Caroline hung her dress back up in the closet and changed into sleep clothes. In her favorite tangerine tank top and matching underwear, she flopped onto her bed, not bothering to turn on the overhead lights. She grabbed her laptop where it was charging on her nightstand, then clicked over to a dating website. Caroline had signed up two months ago, upon her arrival in Boston, but without any success so far. While several people in her area were very eager to send her photos of their genitalia, she had yet to field a proposal to meet anyone in person under a scenario more elaborate than hang out at my place and see where the night takes us. She knew better than that, at least. Even if she didn't already suspect that sex, like beer, was overhyped by advertising agencies, she knew that getting naked with someone was not a viable launch strategy for a friendship or a relationship.
In the six months since her grandmother's passing, Caroline had discovered that some problems could be solved with money. She'd applied to MBA programs and not worried about the tuition. She'd moved into an apartment that her father didn't have a key to, and she had every confidence the doorman wouldn't let him in if he somehow discovered the address and drove up to confront her.
She remembered the wonderful day she'd discovered that she had enough money to order anything over the Internet. She'd bought some good stuff. The exact beehive-shaped cake pan used by the Barefoot Contessa. Custom women's size 10-12 socks with Irish setters printed on them. Netflix and Disney+. But her life, if anything, felt smaller than it had before. Before, she'd had tennis and her family, at least, and if the limits those two groups put on her had sometimes felt so constricting that Caroline had wanted to scream and kick and flail against them, at least they'd kept her too busy to be lonely.
Caroline grabbed her pillow to her chest and rolled over, staring at the bare walls of her apartment. The unstructured expanse of the weekend loomed ahead of her like a minefield. Every time she screwed something up, even if it was just a baba au rhum cake or the deadline to join a study group, she heard her father's voice in her head: You can't possibly handle this much money. This is just going to get you into trouble. I don't know what the hell my mother was thinking.
What had her grandmother thought she was going to do with two million dollars? The things Caroline wanted weren't really available for Amazon Prime delivery. It wasn't as though she could go on Etsy to order a sophisticated boyfriend and an exciting social life to be drop-shipped to Boston by Ukrainian artisans.
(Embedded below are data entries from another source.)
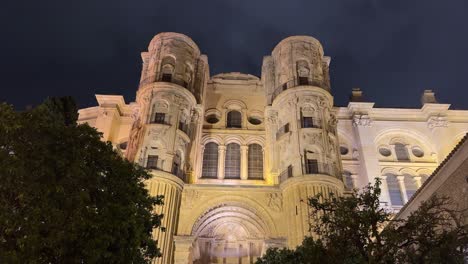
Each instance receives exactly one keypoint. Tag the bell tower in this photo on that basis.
(301, 129)
(167, 124)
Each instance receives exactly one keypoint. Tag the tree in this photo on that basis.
(68, 197)
(356, 229)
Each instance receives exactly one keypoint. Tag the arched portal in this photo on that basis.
(229, 233)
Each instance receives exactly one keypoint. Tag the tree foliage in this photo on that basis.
(356, 229)
(68, 197)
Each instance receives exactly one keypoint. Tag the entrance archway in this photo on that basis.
(229, 233)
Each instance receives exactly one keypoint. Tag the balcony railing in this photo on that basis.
(179, 173)
(322, 168)
(293, 83)
(184, 127)
(158, 78)
(317, 168)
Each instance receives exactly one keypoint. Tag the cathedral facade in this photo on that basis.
(237, 156)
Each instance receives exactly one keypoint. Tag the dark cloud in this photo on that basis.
(393, 50)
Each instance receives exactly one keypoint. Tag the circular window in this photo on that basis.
(385, 151)
(212, 119)
(344, 150)
(255, 120)
(418, 152)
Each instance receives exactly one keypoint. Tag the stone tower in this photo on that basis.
(167, 123)
(301, 130)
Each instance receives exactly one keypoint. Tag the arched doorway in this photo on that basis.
(229, 233)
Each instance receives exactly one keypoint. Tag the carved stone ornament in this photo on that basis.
(272, 117)
(158, 132)
(103, 112)
(437, 121)
(195, 116)
(362, 120)
(355, 154)
(275, 201)
(313, 138)
(322, 103)
(332, 122)
(189, 198)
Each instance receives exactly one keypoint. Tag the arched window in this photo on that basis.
(303, 72)
(167, 69)
(255, 162)
(232, 162)
(210, 161)
(176, 166)
(410, 186)
(234, 119)
(348, 181)
(394, 190)
(401, 152)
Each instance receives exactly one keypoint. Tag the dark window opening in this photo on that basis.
(210, 161)
(159, 118)
(283, 130)
(152, 162)
(311, 166)
(303, 81)
(234, 119)
(167, 77)
(183, 127)
(401, 152)
(307, 122)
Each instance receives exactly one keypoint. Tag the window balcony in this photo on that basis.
(164, 78)
(294, 83)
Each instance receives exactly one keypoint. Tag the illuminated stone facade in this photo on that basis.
(236, 156)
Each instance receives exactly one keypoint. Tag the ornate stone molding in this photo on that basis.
(189, 198)
(437, 121)
(275, 201)
(362, 120)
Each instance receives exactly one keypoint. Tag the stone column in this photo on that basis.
(183, 249)
(354, 180)
(221, 157)
(417, 179)
(244, 162)
(384, 193)
(401, 184)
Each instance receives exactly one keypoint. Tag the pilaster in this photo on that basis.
(221, 158)
(401, 184)
(244, 162)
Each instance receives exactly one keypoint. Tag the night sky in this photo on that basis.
(391, 49)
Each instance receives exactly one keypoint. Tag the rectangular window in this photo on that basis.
(183, 127)
(160, 118)
(283, 130)
(166, 77)
(307, 121)
(303, 81)
(175, 168)
(311, 166)
(152, 162)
Her father's insistence that she spend most waking moments of her previous two decades with a racket in her hand was a much bigger obstacle to her goals than her lack of funds had ever been. While everyone else had figured out how to elegantly segue from the Black-Scholes model to windsurfing and dinner parties (if that was what her classmates were doing on the weekends-she didn't actually know), she'd been mastering a backhand smash.
Tucking her fists under her chin, she decided to be rigorous about it. Perhaps she could Six Sigma her social life and transition from a person who had to sit with the dog at parties to a person with exciting plans on her calendar. So what if she'd made no inroads with her classmates? She couldn't dwell on sunk costs. This was a strategic development problem at base, and she was enrolled in a prestigious MBA program devoted to teaching her methods of solving it. It was only a matter of applying the principles she'd studied and following the program those rules dictated: if she was keeping too much cash in reserve to meet her growth targets, the accepted solution was to make capital investments. There was no reason not to start living that big life as soon as possible.